Monday, September 04, 2006

Book Meme

Andrew tagged me, so here goes:


1. Name a book that changed your life.

The Official Guide to Success by Tom Hopkins, which I found in my local library and which contained the (for me) revolutionary idea that you should never go into any negotiating situation (particularly if negotiating for a pay-rise, or negotiating pay at a job interview) if you haven't any savings in the bank (he calls it go-to-town-money or hold-out money). The idea is that savings give you confidence so that when you say "Take it or leave it", the other party knows you are serious. I never looked back after this - it really is true that people (particularly bosses) can tell if you have financial worries and will settle for less just to have a job.

2. One book you've read more than once

Pride and Prejudice by Jane Austen.
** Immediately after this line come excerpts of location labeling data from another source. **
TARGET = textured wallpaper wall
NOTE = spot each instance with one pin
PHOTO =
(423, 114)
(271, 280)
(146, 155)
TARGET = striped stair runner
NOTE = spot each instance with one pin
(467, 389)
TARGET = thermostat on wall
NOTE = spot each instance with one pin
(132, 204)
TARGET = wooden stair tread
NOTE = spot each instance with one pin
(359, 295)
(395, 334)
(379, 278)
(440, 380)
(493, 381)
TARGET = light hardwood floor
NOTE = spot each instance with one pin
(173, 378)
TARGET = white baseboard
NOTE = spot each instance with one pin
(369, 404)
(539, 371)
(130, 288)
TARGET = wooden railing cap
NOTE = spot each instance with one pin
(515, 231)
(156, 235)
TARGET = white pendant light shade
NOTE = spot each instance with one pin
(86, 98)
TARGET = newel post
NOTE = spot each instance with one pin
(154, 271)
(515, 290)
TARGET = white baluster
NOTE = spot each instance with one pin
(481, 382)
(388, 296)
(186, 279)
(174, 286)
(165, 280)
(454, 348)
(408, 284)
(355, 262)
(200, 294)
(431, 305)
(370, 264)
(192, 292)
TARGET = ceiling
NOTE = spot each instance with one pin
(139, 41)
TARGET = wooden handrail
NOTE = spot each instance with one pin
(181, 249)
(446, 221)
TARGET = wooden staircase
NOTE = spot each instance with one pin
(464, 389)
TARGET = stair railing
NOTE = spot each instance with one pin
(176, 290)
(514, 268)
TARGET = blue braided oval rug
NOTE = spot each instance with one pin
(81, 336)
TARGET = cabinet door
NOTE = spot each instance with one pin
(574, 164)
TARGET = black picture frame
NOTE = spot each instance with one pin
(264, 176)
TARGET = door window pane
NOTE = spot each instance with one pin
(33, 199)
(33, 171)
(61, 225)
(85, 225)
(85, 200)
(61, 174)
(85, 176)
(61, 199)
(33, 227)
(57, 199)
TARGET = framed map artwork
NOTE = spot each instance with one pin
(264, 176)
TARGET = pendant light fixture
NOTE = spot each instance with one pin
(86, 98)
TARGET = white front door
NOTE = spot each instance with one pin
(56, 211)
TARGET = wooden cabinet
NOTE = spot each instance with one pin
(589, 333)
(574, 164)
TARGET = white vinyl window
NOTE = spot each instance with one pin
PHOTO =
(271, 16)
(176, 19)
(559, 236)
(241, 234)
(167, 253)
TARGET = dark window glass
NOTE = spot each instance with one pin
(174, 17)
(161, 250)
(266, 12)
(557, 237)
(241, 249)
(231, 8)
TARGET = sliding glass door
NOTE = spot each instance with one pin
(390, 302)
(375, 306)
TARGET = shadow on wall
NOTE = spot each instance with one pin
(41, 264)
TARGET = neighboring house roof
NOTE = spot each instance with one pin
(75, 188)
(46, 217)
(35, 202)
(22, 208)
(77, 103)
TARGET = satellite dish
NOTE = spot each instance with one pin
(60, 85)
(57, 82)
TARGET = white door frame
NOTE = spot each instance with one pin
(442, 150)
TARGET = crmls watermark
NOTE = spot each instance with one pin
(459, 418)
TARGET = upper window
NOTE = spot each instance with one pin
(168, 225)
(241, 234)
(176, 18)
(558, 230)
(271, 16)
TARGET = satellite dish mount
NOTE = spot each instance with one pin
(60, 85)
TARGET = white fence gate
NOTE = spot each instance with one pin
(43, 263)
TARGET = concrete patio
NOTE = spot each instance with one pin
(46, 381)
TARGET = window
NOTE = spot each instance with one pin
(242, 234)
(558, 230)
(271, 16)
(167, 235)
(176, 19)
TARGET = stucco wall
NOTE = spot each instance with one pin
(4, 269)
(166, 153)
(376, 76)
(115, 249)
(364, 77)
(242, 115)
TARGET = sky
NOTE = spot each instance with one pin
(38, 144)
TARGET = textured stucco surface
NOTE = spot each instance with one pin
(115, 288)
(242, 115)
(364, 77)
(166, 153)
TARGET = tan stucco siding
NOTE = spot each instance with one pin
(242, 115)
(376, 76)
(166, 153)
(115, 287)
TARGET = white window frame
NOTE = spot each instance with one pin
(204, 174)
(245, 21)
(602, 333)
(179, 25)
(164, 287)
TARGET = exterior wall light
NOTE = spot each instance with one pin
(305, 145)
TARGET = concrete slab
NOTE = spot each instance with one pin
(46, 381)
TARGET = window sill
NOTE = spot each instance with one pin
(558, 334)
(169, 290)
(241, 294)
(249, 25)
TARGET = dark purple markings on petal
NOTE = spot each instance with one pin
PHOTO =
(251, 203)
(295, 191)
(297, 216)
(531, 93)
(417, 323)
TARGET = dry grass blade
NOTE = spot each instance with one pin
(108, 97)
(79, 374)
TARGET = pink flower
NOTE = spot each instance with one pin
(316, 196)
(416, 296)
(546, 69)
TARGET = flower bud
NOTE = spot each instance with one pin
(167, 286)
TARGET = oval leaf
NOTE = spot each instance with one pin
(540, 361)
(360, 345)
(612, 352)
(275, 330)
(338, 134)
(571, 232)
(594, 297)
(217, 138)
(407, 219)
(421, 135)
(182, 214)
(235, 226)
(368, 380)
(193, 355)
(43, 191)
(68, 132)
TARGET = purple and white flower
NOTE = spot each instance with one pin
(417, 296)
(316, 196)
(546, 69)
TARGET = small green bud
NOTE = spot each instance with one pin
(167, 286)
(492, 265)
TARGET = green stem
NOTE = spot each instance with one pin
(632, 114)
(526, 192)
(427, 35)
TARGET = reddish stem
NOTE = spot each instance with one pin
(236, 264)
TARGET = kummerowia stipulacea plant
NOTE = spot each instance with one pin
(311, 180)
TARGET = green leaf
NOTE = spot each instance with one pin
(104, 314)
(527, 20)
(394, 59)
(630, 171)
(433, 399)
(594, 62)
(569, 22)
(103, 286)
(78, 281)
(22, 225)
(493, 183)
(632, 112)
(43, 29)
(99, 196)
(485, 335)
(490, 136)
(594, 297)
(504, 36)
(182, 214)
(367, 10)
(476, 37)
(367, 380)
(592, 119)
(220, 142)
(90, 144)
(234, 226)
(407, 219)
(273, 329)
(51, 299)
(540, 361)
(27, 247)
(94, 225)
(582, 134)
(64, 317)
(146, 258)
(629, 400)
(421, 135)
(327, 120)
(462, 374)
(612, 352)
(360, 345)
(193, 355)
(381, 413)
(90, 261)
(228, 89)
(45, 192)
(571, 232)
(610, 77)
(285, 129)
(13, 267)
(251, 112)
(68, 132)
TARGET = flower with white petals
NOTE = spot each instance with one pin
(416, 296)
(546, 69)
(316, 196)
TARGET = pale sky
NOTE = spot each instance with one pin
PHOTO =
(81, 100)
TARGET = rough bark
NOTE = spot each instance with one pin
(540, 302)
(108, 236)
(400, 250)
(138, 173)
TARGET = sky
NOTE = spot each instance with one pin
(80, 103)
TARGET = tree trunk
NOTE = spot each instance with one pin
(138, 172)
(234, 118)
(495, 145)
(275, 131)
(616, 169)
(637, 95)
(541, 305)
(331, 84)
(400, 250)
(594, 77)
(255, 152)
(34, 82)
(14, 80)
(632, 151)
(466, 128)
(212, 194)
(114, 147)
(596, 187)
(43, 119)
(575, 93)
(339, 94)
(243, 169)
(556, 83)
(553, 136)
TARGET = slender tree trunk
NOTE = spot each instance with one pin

It's a girl thing, but I love this book so much I practically know it by heart.

3. One book you'd want on a desert island

Wilderness Survivors Guide, or something like that - I assume I'd be too busy trying to survive to have any time to read for pleasure.

4. One book that made you laugh

A History of England by Jane Austen, which announces that "There will be very few Dates in this History", summarises Mary I's reign with "Many were the people who fell martyrs to the protestant Religion during her reign; I suppose not fewer than a dozen", characterises Elizabeth as "that disgrace to humanity, that pest of society" and Charles I as "an amiable monarch" .

5. One book that made you cry

A Little Princess by Frances Hodgson Burnett, which is a Victorian weepie about a little girl who is at boarding school, and when her rich father dies a pauper, she is banished to the garret, complete with rats. I first read this age 11 and sobbed buckets - it has all the horror of the Victorian era - the orphan thing, the riches-to-rags thing, the cruelty of wicked Victorian headmistress, whom I am quite sure must have been a Tory.

6. One book you wish you've written

Anything by Austen.

7. One book you wish had never been written

Bleak House by Dickens. I tried to read this book maybe half a dozen times, but never get beyond the first few chapters. It's dense, overwritten and tedious, and you lose the will to live within a few pages.

8. One book you are currently reading

Too busy to read at the moment

9. One book you've been meaning to read

My Name is Red by Orhan Pamuk

10. Now tag five people

Patrick, Tyger, Danivon , Political Hack, Richard

2 comments:

Anonymous said...

BTW

My Name is Red by Orhan Pamuk

Is soooo significant. Even now as East and West clash yet again. Get readin' girl.

Political Umpire said...

Bleak House is meant to be a take on how suffocating the legal process is, so perhaps Dickens was too successful in that regard!

Book I wish I'd written is Robert Parker's Wines of the World - as that means I'd have got to sample all those amazing vintages.

The funniest book I've ever read is the first half (it becomes a bit gruelling in the second) is Bonfire of the Vanities, part of which is a sort of modern version of Bleak House.